1) If the default value of block is used and the timeout (in seconds) is not set, if the message queue is empty, the program will be blocked (stop in the reading state) until the message is read from the message queue, if the timeout is set , it will wait for timeout seconds, and if no message has been read, a "Queue.Empty" exception will be thrown;

2) If the block value is False, if the message queue is empty, the "Queue.Empty" exception will be thrown immediately;

  • Queue.get_nowait():相当Queue.get(False);

  • Queue.put(item,[block[, timeout]]): Write the item message to the queue, the default value of block is True;

1) If the default value of block is used and the timeout (in seconds) is not set, if the message queue has no space to write, the program will be blocked (stop in the writing state) until space is vacated from the message queue.

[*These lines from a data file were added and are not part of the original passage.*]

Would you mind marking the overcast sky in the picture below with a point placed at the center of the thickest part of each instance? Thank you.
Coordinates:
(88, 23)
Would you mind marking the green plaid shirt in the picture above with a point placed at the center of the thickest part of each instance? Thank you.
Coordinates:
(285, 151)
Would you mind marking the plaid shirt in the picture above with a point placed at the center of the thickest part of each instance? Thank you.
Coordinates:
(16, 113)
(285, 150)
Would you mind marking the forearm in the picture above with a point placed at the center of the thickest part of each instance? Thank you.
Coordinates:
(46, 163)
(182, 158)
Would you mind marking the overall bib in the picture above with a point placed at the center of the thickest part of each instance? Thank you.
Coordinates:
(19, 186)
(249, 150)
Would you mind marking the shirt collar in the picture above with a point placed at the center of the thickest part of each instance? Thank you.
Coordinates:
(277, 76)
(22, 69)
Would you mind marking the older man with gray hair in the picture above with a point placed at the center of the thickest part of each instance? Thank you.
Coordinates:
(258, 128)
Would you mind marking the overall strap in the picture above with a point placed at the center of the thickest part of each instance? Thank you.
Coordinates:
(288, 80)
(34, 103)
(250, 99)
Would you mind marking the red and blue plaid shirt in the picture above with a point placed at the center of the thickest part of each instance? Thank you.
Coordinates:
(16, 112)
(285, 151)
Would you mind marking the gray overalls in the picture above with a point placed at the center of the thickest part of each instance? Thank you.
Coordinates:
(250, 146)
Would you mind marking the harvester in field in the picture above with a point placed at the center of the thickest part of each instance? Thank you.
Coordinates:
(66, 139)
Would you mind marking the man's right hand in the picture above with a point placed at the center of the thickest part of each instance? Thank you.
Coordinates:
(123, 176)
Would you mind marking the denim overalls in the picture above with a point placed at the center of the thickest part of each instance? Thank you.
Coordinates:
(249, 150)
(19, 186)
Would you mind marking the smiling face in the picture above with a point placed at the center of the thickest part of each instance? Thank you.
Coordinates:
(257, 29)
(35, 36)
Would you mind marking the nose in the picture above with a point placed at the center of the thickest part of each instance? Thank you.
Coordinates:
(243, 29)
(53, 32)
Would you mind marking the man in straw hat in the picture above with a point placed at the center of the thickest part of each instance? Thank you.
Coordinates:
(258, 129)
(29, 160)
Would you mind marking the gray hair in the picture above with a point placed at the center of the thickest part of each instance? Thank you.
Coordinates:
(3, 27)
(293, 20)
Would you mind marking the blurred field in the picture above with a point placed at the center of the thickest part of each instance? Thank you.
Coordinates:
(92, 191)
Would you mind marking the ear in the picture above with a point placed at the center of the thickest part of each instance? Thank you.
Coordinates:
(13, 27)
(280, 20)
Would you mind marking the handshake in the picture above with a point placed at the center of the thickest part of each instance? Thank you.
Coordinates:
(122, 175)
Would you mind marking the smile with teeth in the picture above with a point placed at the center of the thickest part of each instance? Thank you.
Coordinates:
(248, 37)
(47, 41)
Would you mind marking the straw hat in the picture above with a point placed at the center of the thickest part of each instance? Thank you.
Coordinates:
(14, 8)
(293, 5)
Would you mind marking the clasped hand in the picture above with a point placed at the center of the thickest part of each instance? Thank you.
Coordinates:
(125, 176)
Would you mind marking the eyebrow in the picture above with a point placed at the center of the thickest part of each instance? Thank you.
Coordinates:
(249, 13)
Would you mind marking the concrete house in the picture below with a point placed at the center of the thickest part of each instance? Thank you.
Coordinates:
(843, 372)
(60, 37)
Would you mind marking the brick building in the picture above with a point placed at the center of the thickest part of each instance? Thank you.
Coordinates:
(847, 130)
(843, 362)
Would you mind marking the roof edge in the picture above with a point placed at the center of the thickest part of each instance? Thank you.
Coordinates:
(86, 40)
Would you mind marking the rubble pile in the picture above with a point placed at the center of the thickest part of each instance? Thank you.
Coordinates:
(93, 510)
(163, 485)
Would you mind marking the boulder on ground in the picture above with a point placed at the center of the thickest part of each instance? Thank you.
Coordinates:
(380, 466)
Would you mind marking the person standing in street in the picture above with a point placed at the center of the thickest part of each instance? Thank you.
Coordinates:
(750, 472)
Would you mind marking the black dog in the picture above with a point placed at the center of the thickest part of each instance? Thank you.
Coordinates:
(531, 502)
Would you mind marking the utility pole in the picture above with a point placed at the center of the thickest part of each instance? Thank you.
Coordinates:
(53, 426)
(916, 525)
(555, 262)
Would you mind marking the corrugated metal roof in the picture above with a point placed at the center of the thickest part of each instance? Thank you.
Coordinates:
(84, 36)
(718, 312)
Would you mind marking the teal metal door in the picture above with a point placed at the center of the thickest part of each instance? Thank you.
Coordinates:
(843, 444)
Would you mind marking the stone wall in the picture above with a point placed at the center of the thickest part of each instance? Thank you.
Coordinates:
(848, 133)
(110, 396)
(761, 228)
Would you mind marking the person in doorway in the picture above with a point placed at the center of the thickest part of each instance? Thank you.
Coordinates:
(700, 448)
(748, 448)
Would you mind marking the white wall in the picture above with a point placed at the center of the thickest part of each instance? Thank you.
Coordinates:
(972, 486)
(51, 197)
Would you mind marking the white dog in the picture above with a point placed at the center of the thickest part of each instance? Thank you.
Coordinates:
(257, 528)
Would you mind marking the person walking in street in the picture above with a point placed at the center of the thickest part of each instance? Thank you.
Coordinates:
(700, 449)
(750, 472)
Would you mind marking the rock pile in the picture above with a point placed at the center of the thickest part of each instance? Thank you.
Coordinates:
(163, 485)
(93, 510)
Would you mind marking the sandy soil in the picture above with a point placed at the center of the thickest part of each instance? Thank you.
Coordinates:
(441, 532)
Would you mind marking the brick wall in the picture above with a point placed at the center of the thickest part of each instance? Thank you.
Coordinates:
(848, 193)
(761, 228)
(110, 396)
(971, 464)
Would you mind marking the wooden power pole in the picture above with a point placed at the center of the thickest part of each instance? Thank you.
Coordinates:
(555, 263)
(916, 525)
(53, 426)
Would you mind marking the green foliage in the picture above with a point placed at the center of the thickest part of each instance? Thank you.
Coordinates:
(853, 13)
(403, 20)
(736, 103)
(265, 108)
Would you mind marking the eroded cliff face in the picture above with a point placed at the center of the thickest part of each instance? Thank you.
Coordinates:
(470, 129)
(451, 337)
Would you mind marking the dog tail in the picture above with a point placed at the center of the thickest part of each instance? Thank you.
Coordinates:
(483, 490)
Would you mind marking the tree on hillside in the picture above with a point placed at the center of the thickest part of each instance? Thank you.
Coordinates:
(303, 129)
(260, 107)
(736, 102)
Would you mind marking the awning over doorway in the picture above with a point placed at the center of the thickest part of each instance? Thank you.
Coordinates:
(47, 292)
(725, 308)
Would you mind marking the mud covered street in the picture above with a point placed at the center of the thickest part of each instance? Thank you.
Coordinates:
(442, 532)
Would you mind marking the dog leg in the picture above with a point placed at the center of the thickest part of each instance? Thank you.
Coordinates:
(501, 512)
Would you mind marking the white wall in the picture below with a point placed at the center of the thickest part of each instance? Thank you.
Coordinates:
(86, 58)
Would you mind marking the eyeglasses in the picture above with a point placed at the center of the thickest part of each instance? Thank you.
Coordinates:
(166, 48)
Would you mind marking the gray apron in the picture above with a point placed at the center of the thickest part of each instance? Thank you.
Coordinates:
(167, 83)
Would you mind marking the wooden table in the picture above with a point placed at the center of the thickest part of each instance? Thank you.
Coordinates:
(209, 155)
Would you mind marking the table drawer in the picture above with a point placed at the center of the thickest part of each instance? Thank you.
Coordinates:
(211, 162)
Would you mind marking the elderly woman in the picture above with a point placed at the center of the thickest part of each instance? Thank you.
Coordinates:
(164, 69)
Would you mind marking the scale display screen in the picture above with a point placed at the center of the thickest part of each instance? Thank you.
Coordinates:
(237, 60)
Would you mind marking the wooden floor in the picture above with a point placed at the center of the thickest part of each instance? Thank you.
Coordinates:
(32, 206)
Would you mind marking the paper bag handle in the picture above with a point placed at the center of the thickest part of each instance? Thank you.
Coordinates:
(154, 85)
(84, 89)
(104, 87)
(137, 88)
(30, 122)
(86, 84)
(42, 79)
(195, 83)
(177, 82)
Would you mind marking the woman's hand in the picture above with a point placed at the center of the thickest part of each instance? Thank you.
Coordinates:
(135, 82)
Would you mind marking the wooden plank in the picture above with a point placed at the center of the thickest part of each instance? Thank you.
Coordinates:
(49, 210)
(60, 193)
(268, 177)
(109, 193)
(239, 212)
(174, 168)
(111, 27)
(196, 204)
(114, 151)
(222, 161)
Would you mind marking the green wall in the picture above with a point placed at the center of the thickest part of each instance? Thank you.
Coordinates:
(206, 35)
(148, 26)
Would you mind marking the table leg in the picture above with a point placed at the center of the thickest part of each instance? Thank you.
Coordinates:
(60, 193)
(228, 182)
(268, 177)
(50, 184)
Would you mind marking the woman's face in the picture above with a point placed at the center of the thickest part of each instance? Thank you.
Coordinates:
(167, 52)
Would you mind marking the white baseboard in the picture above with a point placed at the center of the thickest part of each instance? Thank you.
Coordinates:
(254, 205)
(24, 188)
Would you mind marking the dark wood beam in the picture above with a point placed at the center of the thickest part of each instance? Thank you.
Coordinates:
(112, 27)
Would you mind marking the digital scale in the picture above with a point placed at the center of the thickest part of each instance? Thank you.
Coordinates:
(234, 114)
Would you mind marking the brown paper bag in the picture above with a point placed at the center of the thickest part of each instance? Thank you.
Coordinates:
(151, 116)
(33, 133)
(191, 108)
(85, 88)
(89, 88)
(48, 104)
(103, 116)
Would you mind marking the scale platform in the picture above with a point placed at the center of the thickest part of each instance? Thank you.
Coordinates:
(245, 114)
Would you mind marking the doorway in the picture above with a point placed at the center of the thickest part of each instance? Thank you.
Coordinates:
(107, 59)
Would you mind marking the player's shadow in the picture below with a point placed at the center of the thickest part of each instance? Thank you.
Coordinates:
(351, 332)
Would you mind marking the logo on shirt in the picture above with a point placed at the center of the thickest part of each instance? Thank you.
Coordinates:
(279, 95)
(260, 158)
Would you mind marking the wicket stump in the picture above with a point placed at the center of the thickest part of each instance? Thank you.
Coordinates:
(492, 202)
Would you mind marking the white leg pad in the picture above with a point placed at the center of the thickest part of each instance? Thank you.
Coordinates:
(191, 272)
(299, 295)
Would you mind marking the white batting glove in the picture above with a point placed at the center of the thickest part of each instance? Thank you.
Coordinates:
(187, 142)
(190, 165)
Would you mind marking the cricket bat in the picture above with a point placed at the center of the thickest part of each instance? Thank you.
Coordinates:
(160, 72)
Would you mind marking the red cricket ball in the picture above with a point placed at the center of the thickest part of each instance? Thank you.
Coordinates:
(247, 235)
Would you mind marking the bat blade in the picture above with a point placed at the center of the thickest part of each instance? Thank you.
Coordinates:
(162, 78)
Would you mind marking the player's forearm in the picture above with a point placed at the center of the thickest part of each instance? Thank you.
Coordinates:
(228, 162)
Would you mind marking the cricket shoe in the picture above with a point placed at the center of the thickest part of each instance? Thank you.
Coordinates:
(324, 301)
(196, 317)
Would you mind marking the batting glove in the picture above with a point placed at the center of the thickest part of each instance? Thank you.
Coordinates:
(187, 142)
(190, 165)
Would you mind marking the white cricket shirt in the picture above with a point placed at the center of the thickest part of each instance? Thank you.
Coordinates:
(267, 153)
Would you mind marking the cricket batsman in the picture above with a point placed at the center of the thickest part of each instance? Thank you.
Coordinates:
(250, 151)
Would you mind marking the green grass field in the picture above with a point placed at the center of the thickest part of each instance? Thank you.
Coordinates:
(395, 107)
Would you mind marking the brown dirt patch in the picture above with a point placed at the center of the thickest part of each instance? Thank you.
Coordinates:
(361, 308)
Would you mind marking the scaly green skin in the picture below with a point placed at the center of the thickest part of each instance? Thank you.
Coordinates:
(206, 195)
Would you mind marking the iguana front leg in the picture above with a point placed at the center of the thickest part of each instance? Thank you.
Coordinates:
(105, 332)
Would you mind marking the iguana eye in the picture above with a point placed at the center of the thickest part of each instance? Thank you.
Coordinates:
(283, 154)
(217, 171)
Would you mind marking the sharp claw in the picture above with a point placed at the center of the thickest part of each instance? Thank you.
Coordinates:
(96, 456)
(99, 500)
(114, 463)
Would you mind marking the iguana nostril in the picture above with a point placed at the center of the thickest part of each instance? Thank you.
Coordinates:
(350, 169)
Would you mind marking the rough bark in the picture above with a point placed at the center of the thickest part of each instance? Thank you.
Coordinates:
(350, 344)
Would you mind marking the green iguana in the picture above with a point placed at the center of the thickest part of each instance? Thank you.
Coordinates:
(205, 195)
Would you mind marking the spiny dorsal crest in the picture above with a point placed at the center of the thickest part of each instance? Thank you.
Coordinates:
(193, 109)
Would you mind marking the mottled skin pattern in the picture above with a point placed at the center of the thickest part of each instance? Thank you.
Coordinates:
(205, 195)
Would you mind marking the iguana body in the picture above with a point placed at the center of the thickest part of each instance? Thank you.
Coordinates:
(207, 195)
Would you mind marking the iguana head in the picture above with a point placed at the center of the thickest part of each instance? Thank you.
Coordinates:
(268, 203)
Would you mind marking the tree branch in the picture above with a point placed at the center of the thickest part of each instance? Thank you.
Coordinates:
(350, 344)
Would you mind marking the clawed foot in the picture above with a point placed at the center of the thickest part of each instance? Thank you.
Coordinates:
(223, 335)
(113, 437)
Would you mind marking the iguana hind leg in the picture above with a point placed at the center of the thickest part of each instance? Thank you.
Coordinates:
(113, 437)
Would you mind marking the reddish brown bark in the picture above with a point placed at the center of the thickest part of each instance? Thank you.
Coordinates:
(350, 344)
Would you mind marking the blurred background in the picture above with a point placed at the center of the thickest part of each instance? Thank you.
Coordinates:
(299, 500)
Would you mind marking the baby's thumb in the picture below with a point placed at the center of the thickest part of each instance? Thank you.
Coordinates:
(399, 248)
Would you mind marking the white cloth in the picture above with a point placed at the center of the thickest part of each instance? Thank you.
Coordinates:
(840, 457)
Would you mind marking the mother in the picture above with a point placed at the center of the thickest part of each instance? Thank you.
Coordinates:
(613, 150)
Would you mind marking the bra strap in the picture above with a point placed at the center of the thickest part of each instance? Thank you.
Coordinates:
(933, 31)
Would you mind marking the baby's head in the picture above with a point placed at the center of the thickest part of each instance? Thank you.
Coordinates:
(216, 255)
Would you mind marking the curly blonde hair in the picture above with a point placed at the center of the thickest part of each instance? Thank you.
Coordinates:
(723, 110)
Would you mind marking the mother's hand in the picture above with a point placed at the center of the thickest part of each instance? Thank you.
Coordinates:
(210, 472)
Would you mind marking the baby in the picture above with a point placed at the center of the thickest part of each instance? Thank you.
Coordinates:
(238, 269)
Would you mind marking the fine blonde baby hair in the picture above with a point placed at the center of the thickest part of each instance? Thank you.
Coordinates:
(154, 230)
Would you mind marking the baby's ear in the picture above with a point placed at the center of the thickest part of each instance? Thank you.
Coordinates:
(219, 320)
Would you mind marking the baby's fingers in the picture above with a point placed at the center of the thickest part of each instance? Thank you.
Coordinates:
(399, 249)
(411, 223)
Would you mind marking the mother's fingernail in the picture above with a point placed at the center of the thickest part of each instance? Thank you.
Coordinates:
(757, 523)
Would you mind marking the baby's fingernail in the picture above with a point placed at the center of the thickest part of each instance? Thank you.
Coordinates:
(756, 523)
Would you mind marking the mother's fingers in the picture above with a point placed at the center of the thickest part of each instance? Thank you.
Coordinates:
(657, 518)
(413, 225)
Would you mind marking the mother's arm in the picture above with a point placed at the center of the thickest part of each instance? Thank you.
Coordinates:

If timeout is set, it will wait for timeout seconds, and if there is no space, a "Queue.Full" exception will be thrown;

2) If the block value is False, if there is no space to write in the message queue, the "Queue.Full" exception will be thrown immediately;

  • Queue.put_nowait(item):相当Queue.put(item, False);

2. Queue instance

Let's take Queue as an example, create two child processes in the parent process, one writes data to the Queue, and the other reads data from the Queue:

from multiprocessing import Process, Queue
import os, time, random

# 写数据进程执行的代码:
def write(q): for value in ['A', 'B', 'C']: print 'Put %s to queue...' % value q.put(value) time.sleep(random.random()) # 读数据进程执行的代码: def read(q): while True: if not q.empty(): value = q.get(True) print 'Get %s from queue.' % value time.sleep(random.random()) else: break if __name__=='__main__': # 父进程创建Queue,并传给各个子进程: q = Queue() pw = Process(target=write, args=(q,)) pr = Process(target=read, args=(q,)) # 启动子进程pw,写入: pw.start() # 等待pw结束: pw.join() # 启动子进程pr,读取: pr.start() pr.join() # pr进程里是死循环,无法等待其结束,只能强行终止: print '' print '所有数据都写入并且读完' 

operation result:

3. Queue in the process pool

If you want to use Pool to create a process, you need to use Queue() in multiprocessing.Manager() instead of multiprocessing.Queue(), otherwise you will get an error message like the following:

RuntimeError: Queue objects should only be shared between processes through inheritance.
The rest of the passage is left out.